John Bogle, the founder of Vanguard, wrote a short book in 2006 that explains his investment philosophy. I can sum it up at much less than book length: the best investment advice for almost everyone is to buy and hold a diversified, low-fee fund that tracks an index like the S&P 500.

Of course, a strategy that is simple to state may still take time to understand and effort to stick to. So the book helps to build intuition for why this strategy makes sense. I think Bogle makes his case well, though the book is getting a bit dated- the charts and examples end in 2006, and he sets up mutual funds as the big foil, when today it might be high-fee index funds or picking your own stocks.

The silver lining of any dated investing book is that we can check up on how its predictions have fared. In chapter 8, Bogle compared the performance of the 355 equity mutual funds that existed in 1970 to that of the S&P over the 1970-2006 period. He notes that 223 of the funds had gone out of business by 2006, and even most of the surviving funds underperformed the S&P. But he identifies 3 funds that outperformed the S&P significantly (over 2% per year) on a sustained basis (consistently good performance, not just high returns at the beginning when they were small): Davis New York Venture, Fidelity Contrafund, and Franklin Mutual Shares. But how have they done since the book came out?

It is a huge victory for the S&P (in blue). Franklin Mutual Shares is basically flat over the past 20 years, while Davis New York Fund actually lost money. Fidelity Contrafund returned a respectable 281% (about 7% per year), and matched the S&P as recently as 2020. But as of 2025 the S&P is the clear winner, up 411% in 20 years (over 8% per year). Score one for Bogle.
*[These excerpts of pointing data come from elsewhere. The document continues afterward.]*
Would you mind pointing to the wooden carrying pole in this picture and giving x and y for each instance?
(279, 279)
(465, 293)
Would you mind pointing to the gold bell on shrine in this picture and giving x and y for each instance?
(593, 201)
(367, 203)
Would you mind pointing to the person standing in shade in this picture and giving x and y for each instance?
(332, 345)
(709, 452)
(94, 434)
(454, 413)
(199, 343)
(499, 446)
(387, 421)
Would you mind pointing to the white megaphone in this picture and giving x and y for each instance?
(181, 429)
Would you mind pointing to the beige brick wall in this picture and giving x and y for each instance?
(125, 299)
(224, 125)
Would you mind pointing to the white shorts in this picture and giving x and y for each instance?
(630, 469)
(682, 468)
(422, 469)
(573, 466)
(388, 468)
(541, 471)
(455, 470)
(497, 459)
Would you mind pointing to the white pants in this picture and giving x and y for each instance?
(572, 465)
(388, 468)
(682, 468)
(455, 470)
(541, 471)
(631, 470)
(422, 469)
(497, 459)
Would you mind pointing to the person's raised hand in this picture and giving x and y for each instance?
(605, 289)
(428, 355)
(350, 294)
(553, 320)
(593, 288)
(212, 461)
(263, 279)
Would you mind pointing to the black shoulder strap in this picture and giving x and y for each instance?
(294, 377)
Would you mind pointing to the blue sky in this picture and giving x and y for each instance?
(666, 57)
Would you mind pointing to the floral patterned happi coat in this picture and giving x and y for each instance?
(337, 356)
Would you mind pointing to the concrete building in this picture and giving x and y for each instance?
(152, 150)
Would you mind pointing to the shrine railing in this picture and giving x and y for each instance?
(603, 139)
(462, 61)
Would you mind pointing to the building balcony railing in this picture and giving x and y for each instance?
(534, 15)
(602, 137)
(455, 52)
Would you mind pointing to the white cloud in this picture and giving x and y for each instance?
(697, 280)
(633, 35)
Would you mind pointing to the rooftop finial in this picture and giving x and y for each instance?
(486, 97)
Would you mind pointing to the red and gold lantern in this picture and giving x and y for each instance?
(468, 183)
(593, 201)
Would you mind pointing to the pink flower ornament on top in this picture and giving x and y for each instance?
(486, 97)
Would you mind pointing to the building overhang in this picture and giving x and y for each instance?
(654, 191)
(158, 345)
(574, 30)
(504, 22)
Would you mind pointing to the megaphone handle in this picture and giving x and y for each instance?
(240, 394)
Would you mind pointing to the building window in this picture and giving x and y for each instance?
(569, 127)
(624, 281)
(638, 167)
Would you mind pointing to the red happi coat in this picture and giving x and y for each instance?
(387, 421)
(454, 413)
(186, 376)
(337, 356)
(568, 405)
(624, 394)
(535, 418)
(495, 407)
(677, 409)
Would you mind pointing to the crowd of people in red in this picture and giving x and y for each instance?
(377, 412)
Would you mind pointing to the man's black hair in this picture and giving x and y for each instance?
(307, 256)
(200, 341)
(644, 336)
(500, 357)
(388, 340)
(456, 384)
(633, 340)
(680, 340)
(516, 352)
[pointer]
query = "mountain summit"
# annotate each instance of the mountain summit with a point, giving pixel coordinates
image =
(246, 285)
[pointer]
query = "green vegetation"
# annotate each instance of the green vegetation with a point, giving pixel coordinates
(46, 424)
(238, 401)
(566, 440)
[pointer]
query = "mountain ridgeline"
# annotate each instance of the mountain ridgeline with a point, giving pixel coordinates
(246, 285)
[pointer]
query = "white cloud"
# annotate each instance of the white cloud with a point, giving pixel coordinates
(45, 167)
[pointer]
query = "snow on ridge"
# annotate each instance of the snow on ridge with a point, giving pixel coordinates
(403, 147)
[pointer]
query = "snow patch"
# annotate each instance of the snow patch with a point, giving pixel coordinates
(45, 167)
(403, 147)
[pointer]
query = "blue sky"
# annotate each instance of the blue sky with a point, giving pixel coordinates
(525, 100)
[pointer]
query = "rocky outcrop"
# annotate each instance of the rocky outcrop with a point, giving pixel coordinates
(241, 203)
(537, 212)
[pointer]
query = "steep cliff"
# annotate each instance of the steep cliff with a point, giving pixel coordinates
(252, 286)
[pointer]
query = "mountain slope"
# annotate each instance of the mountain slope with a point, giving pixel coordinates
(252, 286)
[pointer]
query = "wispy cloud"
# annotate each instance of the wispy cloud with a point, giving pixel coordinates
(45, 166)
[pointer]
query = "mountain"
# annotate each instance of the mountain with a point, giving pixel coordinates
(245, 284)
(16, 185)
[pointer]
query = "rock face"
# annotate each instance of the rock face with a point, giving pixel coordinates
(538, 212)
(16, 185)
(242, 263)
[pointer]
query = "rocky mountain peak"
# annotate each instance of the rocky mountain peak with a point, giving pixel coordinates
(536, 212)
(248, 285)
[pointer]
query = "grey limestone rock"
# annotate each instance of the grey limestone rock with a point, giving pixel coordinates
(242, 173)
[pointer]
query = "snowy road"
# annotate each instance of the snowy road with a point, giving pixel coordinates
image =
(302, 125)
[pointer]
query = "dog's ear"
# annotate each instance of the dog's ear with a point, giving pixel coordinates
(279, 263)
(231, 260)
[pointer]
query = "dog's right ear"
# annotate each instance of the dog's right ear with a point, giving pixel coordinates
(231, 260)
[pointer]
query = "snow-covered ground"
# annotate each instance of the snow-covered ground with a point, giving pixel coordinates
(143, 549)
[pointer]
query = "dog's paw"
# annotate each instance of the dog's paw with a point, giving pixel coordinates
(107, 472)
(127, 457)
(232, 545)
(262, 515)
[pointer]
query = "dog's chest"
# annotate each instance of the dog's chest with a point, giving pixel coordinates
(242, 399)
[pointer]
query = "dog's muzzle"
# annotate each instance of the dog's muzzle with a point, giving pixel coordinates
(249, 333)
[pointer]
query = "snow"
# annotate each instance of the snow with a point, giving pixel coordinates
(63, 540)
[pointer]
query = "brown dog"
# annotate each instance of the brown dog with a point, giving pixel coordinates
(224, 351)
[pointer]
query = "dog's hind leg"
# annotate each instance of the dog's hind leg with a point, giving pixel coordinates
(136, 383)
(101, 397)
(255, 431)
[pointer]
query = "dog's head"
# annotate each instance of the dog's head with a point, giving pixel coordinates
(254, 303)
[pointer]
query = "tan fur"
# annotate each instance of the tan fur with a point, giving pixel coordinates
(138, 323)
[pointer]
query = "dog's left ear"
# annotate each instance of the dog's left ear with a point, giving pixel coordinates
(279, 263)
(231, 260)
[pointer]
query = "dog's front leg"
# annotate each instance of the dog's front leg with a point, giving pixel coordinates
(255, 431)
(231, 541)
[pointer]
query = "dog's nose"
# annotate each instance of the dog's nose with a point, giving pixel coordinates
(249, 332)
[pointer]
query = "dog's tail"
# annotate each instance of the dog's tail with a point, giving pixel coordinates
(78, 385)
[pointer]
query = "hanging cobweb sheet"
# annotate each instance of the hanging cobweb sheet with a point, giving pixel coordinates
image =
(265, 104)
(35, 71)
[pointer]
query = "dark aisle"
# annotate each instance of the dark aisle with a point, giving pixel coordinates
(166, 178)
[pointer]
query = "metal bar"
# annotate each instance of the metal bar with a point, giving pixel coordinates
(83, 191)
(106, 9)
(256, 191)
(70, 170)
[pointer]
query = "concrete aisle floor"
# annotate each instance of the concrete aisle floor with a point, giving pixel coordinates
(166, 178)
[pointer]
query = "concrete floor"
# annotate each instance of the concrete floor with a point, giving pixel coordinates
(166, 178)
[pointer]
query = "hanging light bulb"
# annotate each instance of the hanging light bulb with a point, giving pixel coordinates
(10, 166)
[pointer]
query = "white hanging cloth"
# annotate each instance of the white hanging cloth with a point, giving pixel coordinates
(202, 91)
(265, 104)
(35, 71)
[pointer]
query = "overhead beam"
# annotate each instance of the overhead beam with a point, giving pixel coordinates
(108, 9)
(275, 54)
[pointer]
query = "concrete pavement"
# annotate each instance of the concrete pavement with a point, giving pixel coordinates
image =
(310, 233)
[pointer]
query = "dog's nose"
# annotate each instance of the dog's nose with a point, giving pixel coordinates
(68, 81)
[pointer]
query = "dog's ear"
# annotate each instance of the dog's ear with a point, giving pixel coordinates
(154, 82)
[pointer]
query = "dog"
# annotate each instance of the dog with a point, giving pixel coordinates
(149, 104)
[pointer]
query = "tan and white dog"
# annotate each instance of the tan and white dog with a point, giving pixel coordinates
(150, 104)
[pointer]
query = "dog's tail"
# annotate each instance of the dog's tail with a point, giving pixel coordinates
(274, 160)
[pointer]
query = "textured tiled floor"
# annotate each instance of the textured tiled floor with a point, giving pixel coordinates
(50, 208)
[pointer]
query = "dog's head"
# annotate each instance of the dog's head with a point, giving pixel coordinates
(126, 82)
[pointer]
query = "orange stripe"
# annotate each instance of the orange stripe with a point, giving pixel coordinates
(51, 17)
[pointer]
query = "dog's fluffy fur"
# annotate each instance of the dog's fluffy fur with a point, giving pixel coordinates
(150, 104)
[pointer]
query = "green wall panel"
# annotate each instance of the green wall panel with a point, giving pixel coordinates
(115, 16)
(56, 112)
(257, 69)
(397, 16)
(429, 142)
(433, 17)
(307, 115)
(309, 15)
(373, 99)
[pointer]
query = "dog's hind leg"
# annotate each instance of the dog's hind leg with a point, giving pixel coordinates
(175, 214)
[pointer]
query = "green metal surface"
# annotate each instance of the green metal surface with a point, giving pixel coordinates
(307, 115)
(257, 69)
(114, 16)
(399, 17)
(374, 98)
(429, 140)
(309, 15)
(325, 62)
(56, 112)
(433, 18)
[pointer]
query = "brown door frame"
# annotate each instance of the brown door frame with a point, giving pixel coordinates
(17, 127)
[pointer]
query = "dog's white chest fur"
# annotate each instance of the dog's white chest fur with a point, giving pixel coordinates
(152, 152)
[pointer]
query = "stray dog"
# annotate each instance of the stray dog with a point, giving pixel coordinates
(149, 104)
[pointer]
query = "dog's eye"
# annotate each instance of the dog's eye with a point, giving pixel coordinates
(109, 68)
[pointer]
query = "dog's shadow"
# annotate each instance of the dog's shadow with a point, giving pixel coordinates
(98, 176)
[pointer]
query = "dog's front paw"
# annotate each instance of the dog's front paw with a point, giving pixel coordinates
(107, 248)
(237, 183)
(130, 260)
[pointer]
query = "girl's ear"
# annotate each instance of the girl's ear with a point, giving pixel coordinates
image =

But I still have to wonder if there is a way to beat the S&P- and I think one of Bogle’s warnings is really an idea in disguise. He warns repeatedly about “performance chasing”:

But whatever returns each sector ETF may earn, the investors in those very ETFs will likely, if not certainly, earn returns that fall well behind them. There is abundant evidence that the most popular sector funds of the day are those that have recently enjoyed the most spectacular recent performance, and that such “after-the-fact” popularity is a recipe for unsuccessful investing.

The claim is that investors pile into funds that did well over the past 1-3 years, but these funds subsequently underperform. But if this is true, could you succeed by reversing the strategy, buying into the unpopular sectors that have recently underperformed? I’ve been wondering about this, though I have yet to try seriously backtesting the idea. I was surprised to see Mr. Index Fund himself support such attempts to beat the market toward the end of his book:

Building an investment portfolio can be exciting…. If you crave excitement, I would encourage you to do exactly that. Life is short. If you want to enjoy the fun, enjoy! But not with one penny more than 5 percent of your investment assets.

He goes on to say that even for the fun 5% of the portfolio he still doesn’t recommend hedge funds, commodity funds, or closet indexers. But go ahead and try buying individual stocks, or actively managed mutual funds “if they are run buy managers who own their own firms, who follow distinctive philosophies, and who invest for the long term, without benchmark hugging.”